A Faster Algorithm for Constrained Correlation Clustering
Nick Fischer, Evangelos Kipouridis, Jonas Klausen, Mikkel Thorup
TL;DR
This work targets Constrained Correlation Clustering, where hard pairwise constraints must be satisfied while minimizing violated preferences. It introduces a fast combinatorial framework that preprocesses the input to a transformed graph and then applies a PIVOT-based clustering, achieving a 16-approximation in ~O(n^3) time; the authors also derandomize CC-PIVOT and prove an inherent 3-ε barrier for pivot-based methods. The approach extends to Node-Weighted CC, and the paper provides both deterministic and randomized variants with solid theoretical guarantees. The results significantly accelerate constrained clustering, opening avenues for scalable, constraint-aware clustering in practice. Key techniques include a graph transformation that enforces hard constraints, and a charging-LP analysis that yields robust approximation bounds.
Abstract
In the Correlation Clustering problem we are given $n$ nodes, and a preference for each pair of nodes indicating whether we prefer the two endpoints to be in the same cluster or not. The output is a clustering inducing the minimum number of violated preferences. In certain cases, however, the preference between some pairs may be too important to be violated. The constrained version of this problem specifies pairs of nodes that must be in the same cluster as well as pairs that must not be in the same cluster (hard constraints).

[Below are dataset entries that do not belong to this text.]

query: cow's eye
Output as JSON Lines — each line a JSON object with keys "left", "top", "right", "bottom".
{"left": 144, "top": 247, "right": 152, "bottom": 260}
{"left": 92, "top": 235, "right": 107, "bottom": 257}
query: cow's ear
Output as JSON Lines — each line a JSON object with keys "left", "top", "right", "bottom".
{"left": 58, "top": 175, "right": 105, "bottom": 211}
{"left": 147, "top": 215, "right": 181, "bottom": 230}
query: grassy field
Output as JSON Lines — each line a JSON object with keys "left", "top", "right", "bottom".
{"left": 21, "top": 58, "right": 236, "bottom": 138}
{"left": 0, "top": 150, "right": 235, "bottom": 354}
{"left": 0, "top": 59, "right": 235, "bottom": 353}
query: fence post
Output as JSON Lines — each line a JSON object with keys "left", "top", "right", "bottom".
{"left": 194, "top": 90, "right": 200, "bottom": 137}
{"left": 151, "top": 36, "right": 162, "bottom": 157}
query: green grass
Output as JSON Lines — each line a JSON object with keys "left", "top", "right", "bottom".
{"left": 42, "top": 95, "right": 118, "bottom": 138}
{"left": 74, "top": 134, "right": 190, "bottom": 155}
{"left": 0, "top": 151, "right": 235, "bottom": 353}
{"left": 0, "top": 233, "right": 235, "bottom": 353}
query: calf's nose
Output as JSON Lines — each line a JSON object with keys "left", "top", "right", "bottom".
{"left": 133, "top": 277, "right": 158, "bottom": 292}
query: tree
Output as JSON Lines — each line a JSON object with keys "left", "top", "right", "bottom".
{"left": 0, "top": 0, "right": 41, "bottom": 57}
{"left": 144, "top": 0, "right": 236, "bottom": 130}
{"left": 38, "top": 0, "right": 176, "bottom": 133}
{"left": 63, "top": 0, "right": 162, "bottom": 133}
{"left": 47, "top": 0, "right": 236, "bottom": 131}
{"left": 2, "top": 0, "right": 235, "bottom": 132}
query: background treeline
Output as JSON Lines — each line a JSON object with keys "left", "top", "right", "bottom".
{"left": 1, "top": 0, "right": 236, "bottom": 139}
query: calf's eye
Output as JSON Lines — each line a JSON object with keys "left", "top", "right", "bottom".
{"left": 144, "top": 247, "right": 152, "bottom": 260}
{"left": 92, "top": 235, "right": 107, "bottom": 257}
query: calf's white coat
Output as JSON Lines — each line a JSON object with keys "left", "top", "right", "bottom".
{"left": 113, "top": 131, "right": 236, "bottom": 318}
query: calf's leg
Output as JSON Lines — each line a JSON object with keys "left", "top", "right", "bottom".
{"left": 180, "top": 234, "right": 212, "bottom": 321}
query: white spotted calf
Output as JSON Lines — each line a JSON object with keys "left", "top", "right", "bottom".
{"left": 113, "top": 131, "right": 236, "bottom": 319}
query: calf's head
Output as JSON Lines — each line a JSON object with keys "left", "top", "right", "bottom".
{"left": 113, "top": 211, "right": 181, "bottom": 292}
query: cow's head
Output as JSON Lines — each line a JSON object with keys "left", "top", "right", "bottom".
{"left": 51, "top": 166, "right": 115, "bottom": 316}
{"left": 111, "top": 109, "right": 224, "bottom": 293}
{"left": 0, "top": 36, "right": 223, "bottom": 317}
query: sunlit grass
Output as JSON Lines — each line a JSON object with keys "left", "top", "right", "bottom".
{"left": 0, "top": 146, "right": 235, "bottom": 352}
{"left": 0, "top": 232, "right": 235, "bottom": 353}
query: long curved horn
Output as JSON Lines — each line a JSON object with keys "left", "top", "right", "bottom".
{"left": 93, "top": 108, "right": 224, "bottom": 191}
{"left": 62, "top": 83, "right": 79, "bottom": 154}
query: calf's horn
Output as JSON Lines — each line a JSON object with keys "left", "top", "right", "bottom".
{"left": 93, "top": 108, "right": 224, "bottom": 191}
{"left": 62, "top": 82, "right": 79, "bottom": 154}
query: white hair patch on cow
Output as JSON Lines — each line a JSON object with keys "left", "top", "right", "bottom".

The output clustering has to satisfy all hard constraints while minimizing the number of violated preferences. Constrained Correlation Clustering is APX-Hard and has been approximated within a factor 3 by van Zuylen et al. [SODA '07] using $Ω(n^{3ω})$ time. In this work, using a more combinatorial approach, we show how to approximate this problem significantly faster at the cost of a slightly weaker approximation factor. In particular, our algorithm runs in $\widetilde{O}(n^3)$ time and approximates Constrained Correlation Clustering within a factor 16. To achieve our result we need properties guaranteed by a particular influential algorithm for (unconstrained) Correlation Clustering, the CC-PIVOT algorithm. This algorithm chooses a pivot node $u$, creates a cluster containing $u$ and all its preferred nodes, and recursively solves the rest of the problem. As a byproduct of our work, we provide a derandomization of the CC-PIVOT algorithm that still achieves the 3-approximation; furthermore, we show that there exist instances where no ordering of the pivots can give a $(3-\varepsilon)$-approximation, for any constant $\varepsilon$. Finally, we introduce a node-weighted version of Correlation Clustering, which can be approximated within factor 3 using our insights on Constrained Correlation Clustering.